MVP might be one of those overhyped words in the software/business conversations, but there is a reason for it. MVP lets you focus. After the initial planning phase, it should be unchangeable. If you have an idea for a great new feature, you can add it to the backlog. Don’t change the scope or you’re risking postponing the launch. I’ve personally experienced what can happen without a concrete plan and trust me, it is not something I ever want to repeat.

Hand holding a pen and drawing user journey diagrams

Sinking dreams

I used to work at a startup where we were developing a new, ambitious platform. It was one of those ”solve all your problems” cases, where we could see so much potential, we couldn't stop thinking of new ways to use it and new features to add. There was no MVP. Back then, I didn’t even know that word. We just wanted to build this app and we kept changing the plan as we went on.

As you can imagine, it didn't go well. We would often run out of money and annoy the investors with more delays. We kept thinking “this one more feature will get things going” or "this functionality will get that company interested" and so we kept adding more to it. Even after the launch, the lack of focus and constant change of direction made it extremely difficult to stay afloat. After all, even having developed an awesome product, we had no money to market it properly and gain the traction we needed to keep going.

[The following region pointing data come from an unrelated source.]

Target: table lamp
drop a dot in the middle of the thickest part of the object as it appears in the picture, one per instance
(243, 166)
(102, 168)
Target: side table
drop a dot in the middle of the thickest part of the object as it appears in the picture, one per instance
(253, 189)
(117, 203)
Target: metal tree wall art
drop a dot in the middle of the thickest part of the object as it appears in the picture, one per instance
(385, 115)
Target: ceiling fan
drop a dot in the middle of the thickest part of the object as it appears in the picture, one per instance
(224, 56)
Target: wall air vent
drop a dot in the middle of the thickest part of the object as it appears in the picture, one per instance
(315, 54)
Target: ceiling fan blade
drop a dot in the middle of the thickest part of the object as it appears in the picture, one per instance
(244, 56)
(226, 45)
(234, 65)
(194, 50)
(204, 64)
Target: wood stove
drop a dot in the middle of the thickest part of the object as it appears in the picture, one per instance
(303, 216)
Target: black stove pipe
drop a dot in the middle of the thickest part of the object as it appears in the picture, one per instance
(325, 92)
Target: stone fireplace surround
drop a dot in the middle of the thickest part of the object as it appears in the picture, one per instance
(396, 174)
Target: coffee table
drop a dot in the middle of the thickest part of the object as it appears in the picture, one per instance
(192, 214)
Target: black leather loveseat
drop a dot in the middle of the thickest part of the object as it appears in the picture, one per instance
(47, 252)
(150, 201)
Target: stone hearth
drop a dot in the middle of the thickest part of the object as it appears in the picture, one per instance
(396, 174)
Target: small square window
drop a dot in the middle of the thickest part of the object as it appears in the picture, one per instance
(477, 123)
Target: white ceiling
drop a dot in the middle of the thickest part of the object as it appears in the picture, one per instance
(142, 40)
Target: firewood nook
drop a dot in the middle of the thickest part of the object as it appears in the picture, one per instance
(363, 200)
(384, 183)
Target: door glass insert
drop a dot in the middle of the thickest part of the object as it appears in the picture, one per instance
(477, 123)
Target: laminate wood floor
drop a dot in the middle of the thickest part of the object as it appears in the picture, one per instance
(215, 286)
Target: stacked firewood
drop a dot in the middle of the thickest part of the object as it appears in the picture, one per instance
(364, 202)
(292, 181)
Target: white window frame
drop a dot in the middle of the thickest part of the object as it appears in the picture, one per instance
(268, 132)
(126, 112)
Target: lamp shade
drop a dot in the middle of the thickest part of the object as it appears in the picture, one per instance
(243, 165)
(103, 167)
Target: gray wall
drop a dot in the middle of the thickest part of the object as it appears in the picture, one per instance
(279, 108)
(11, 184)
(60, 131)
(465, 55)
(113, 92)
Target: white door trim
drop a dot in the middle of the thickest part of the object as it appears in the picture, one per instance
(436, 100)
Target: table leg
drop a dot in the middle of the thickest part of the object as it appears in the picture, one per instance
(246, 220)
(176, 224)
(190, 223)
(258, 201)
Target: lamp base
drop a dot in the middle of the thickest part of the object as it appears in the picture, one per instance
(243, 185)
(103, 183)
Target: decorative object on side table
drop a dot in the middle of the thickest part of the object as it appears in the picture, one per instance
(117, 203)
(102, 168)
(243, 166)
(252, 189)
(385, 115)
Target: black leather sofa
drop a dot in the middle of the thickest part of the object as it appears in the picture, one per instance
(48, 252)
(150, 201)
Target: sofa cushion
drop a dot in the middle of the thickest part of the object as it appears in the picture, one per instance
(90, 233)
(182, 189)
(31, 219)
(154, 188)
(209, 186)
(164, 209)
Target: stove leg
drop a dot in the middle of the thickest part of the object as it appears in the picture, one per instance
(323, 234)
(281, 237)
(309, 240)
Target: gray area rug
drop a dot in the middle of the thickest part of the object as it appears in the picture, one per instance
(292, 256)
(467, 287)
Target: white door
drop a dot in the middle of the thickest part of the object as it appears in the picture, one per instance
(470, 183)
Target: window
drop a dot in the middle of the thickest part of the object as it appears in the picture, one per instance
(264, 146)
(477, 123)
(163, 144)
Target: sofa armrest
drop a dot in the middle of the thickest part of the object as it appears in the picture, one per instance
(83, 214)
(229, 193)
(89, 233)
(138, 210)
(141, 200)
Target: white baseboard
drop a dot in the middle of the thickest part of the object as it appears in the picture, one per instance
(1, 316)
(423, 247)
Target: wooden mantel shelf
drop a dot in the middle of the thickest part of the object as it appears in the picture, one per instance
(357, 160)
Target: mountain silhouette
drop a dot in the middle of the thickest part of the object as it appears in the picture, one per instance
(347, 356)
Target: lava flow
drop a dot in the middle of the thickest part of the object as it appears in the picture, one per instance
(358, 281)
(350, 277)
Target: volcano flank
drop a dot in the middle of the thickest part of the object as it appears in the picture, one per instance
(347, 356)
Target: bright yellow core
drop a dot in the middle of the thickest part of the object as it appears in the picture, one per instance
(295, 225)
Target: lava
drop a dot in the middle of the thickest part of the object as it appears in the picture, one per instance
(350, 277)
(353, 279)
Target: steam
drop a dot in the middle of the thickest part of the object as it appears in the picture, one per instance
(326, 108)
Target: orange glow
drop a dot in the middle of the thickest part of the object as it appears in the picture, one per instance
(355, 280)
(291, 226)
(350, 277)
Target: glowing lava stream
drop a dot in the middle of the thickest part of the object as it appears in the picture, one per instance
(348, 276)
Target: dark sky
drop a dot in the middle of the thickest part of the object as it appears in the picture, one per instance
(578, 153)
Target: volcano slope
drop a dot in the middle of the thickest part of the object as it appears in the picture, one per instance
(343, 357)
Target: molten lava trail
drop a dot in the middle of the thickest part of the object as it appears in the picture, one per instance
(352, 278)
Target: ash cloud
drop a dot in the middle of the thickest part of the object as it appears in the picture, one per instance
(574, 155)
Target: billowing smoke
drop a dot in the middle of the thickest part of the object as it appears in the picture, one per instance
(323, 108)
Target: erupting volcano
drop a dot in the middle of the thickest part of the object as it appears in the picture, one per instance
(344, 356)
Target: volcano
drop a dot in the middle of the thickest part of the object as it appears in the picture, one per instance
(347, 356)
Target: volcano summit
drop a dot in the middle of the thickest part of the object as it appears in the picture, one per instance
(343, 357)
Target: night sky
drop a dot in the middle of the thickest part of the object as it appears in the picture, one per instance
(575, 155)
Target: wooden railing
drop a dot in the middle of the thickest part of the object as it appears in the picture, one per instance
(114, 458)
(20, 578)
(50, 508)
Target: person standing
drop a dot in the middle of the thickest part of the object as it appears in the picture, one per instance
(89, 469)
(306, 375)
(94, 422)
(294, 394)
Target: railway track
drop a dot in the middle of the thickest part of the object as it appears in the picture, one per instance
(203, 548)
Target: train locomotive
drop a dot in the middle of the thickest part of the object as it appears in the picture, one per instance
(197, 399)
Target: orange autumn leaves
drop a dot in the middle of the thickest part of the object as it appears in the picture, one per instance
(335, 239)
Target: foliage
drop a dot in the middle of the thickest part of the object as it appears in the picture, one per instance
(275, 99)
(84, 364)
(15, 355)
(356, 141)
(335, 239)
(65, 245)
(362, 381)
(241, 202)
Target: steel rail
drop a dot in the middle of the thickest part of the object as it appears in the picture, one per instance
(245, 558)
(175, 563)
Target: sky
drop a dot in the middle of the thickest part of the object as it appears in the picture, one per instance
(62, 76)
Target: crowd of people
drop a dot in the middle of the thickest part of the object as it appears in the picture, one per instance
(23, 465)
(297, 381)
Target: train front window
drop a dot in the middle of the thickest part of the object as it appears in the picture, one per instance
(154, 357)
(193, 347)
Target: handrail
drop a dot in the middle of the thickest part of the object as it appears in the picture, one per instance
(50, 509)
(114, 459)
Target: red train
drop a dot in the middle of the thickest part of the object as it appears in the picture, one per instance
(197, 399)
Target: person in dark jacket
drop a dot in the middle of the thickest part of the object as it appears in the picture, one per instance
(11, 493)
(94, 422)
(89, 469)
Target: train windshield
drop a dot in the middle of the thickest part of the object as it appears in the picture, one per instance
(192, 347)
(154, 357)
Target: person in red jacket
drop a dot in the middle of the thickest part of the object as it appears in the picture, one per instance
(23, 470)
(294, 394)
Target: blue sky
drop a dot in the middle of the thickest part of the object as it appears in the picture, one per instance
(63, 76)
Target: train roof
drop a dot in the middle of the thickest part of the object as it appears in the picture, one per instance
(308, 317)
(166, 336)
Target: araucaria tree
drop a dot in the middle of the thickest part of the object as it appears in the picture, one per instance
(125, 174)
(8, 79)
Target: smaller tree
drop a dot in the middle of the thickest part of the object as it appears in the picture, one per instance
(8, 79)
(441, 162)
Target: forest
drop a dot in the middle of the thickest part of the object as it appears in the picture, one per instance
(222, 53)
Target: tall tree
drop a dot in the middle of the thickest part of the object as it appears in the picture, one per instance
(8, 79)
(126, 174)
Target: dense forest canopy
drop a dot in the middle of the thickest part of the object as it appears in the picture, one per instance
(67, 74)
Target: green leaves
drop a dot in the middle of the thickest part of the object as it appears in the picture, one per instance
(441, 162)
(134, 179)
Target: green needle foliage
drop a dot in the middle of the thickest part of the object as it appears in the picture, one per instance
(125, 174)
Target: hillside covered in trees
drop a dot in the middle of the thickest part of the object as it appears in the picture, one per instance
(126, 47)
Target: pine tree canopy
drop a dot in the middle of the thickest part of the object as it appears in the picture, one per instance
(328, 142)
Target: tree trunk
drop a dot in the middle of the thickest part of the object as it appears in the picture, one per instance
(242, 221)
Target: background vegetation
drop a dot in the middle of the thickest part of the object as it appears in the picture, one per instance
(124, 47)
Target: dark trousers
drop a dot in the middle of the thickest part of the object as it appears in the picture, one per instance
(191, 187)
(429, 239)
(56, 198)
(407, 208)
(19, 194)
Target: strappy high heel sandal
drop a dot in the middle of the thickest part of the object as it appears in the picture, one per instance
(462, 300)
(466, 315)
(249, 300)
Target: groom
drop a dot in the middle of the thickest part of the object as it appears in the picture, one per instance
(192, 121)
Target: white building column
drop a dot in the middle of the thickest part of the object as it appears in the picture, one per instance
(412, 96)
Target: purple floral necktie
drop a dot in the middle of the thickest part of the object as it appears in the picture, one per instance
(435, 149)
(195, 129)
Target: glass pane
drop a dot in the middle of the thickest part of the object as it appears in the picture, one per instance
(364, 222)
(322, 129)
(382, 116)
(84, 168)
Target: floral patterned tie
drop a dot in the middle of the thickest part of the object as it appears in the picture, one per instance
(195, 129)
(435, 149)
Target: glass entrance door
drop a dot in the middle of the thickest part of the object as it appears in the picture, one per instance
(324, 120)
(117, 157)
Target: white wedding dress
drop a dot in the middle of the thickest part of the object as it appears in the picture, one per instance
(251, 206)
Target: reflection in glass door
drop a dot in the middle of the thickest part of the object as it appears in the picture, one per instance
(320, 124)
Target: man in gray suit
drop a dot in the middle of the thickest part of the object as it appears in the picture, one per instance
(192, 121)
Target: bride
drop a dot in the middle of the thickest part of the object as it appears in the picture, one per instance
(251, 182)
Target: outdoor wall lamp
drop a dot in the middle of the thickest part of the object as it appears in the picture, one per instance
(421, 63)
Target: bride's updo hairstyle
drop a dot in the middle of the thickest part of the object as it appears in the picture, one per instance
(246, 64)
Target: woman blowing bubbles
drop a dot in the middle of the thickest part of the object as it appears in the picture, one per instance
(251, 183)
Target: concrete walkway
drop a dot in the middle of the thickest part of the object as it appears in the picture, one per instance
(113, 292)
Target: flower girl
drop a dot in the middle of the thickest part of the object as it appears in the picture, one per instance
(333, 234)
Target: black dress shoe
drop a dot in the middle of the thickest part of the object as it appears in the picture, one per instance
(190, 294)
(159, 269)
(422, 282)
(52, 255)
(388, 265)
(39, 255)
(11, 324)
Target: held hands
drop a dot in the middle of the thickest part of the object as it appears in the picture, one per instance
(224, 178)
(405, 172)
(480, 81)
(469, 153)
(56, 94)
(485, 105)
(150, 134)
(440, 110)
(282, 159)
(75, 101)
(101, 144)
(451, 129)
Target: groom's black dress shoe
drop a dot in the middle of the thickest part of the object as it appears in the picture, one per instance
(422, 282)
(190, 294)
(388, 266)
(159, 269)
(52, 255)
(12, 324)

Lesson learned. Don't spend months working on all the fancy features which will be rarely even used. Don't waste your time figuring out creative solutions for content filtering, when the initial amount of content will not even need to be filtered. Focus on what matters. Focus on what your product needs to be successful. After all, nobody will see those beautiful animations if you don’t have any users in the first place.

Love the feedback

When working on a personal side project, we don’t need to be all that concerned with how long it’s going to take. We're doing it (most of the time) for fun so obviously, we want it to be exactly how we imagined. However, if you do eventually want to publish it, it’s for the best to avoid the scope creep hellhole.

Last year I released my first indie game. It wasn’t too big, but it still took me about 2 years from the first concept to the release (and I was not working alone). Looking back, one of the biggest mistakes I made while working on this project was refusing to show it to anyone until I deemed it "good enough". Now, I’m a clinical perfectionist so "good enough" meant the game was pretty much finished when I gathered all my 2 grams of courage and shared the demo with the few people I knew would be kind to me even if the game sucked.

Three people working on a laptop together

The feedback was great, so I shared it with more people. Everyone agreed the game was good. It wasn’t perfect, of course, and there was some criticism which I had to address. The problem was that the game’s code was so convoluted at that stage, that making any bigger changes proved to be very difficult. If a small change was going to take a week of work, I had to let it go. Otherwise, I would have never released the game.

Had I asked for feedback from the very beginning, it could have been so much better! My fear of sharing unfinished work managed to sabotage the project. Also, a lot of time within those 2 years was spent on doubt, hesitation and trying to regain lost motivation. I’m pretty sure that if I had heard that positive feedback earlier on, I would have finished it much sooner.

It doesn’t have to be perfect

Development is both a technical and creative process. It's impossible to have all the answers from the start, so it's almost impossible to avoid some scope creep. Of course, everyone wants their product to be as good as possible. However, we all need to ask ourselves how far we can go with it before it starts being harmful. When in doubt, ask your friends, family and community, but don't go overboard with extra features. Remember, it doesn’t have to be perfect.